ÇOCUKLAR DUYMASIN
Gözlerine ağır ağır çöken bir uyku “Bir varmış, bir yokmuş, evvel zaman içinde, kalbur saman içinde” diye başlayan masallarla açılır çocukların ufku.
Saflığın, masumiyetin, riyasızlığın ve umudun küçücük penceresidir gözleri, bugünü yaşayan, gelecek için hayal kuran.
Dünyaya gelen her çocuk; saf, temiz bugün tartıştığımız, bugün dünyanın birbirini yediği, bugün uğruna savaşlar yapılan, bugün daha fazla zenginlik, daha fazla sömürü, daha obur ve göbeği şişkin insanlardan bihaberdir.
Büyüdükçe kalıplara, büyüdükçe kamplara, büyüdükçe biçim ve şekle sokulur.
Aynı anda doğan çocukların bir kısmı polis, bir kısmı katil, bir kısmı doktor, bir kısmı zehir taciri, bir kısmı patron, bir kısmı emekçi olur.
Aynı yaşdaşlar arasına dünyevi kıstaslar giriverir.
Sonra başkalaşırlar, ezen veya ezilen olurlar.
Gökyüzünün derinliği kadar geniş ve doldurulmamış hafızalarını esir alırız, biz büyükler.

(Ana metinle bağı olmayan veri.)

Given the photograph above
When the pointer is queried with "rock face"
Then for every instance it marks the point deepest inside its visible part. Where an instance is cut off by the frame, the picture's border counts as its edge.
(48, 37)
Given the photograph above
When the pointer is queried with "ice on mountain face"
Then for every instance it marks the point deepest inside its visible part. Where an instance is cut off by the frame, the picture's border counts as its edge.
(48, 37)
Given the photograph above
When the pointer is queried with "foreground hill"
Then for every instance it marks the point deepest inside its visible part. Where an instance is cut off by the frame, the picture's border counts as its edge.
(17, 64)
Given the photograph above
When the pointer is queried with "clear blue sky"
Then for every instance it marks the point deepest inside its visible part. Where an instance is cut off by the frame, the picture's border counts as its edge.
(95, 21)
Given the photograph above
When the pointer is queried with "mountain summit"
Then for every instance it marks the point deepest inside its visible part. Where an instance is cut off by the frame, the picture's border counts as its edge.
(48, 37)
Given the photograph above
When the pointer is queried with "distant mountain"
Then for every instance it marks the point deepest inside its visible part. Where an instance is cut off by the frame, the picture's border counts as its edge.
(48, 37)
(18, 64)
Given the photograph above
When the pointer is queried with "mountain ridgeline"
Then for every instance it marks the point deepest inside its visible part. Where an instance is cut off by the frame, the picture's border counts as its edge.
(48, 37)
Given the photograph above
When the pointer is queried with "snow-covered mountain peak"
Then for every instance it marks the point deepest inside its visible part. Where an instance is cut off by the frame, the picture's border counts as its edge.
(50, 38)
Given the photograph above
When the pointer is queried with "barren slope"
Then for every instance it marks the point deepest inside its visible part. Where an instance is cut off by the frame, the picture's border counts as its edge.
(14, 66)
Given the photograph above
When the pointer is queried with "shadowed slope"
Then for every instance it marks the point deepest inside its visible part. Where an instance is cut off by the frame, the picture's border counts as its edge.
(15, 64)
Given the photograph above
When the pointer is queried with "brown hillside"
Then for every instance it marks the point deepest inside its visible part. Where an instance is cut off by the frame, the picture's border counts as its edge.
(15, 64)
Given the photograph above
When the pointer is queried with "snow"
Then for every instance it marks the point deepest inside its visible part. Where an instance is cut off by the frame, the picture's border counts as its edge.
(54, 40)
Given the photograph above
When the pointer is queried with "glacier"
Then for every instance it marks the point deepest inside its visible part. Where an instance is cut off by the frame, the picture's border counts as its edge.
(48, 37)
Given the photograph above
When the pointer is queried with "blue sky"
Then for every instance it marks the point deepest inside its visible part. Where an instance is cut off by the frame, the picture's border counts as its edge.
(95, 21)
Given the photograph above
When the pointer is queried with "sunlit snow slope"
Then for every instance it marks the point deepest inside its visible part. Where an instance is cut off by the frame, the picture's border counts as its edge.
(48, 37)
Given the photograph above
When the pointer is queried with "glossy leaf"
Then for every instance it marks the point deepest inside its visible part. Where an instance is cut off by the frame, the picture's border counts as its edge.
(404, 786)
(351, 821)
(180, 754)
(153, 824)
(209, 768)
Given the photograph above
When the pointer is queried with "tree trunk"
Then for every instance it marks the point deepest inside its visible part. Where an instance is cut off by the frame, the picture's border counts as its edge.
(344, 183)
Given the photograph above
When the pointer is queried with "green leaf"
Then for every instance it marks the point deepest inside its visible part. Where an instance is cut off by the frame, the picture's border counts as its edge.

Çıkarımız için, devranımız için, devamımız için ‘roller’ veririz, adeta bizler biçimlendiririz kaderlerini.
O masumiyet gider, biz olurlar.
Cezalandırırız, ödüllendiririz.
Bizler kadar yalan, bizler kadar gerçek ve çoğunlukla ebeveynleri ile aralarına konulan kopya kâğıdından ibaret olur kişilikleri.
Milyonlarca babanın, annenin elinde heykel çamuru gibidirler.
Ne kadar becerikliyse şekil veren bir o kadar güzeldir şekil verilen.
Dünyaya bir çocuğun penceresinden bakabilseydik, ya da çocukluğumuzun o masum, saf ve çıkarsız bölümünü, sonraki yıllarımızın yol ışığı yapabilseydik, daha mı güzel olurdu dünya? Elleri birbirlerinin omzunda yürüyen çocuklar nasılda zaman içinde, elleri birbirlerini boğazlayan büyükler oluveriyor.
Şekerini yere düşürdüğü için ağlayan arkadaşına “gel paylaşalım” diyen masum, büyüyünce şekerini çalan oluveriyor.
Dünya mı kirli?
Bizler mi kirliyiz?
Bu kadar is- pas bir serpinti sonucu tesadüfen mi geldi dünyamıza?
Bilim hala bu pisliği temizleyecek ürünü bulamıyorsa, nerede kaldı gelişmişlik.
Ve daha kaç milyon çocuktan, kaç milyon zıtlar yetiştireceğiz, yaşlı dünyanın kollarına atmak ve daha da hırpalamak için?
Seviyorum çocukları, o kadar masum, o kadar yalansız ve o kadar gerçekler ki!
Karşılıklı iki cümle kurduğumda anlıyorum ki, öğrendikçe cahilim, yaşadıkça tecrübesizim. Dünyaya çocuk gözüyle bakmak, çocukluğumuzdaki uyku, çocukluğumuzdaki bayramlar ve o sıcacık masum dostluklar.
İki günde bir karşılaşırım bizim sitenin çocuklarıyla.
Şakalar yaparım, konuşurum onlarla.
Sokakta ana avrat sövenlerden, solakken sağ elinde silah tutanlardan, birbirlerine anlamsız bir kinle bakanlardan bihaberler.
Her karşılaştığımda “Cadılar bayramınız kutlu olsun” derim.
Önceleri “Ama her gün cadılar bayramı olur mu?” diye yadırgadılar.
İzah ettim onlara “Tatlı cadılar, zeki cadılar, akıllı cadılar, yaramaz cadılar günü” diye cadıları kamplara bölerek.
Ama çok seviyorlar beni.
Hatta bir hafta önce koşarak gelip karnelerini gösterdiler.
Biri memur olup benim işlerimi yapacakmış, diğeri doktor olup yaşlandığımda beni tedavi edecekmiş.
Ya da benim nezdimde tüm insanlığı, develer tellal, pireler berber iken.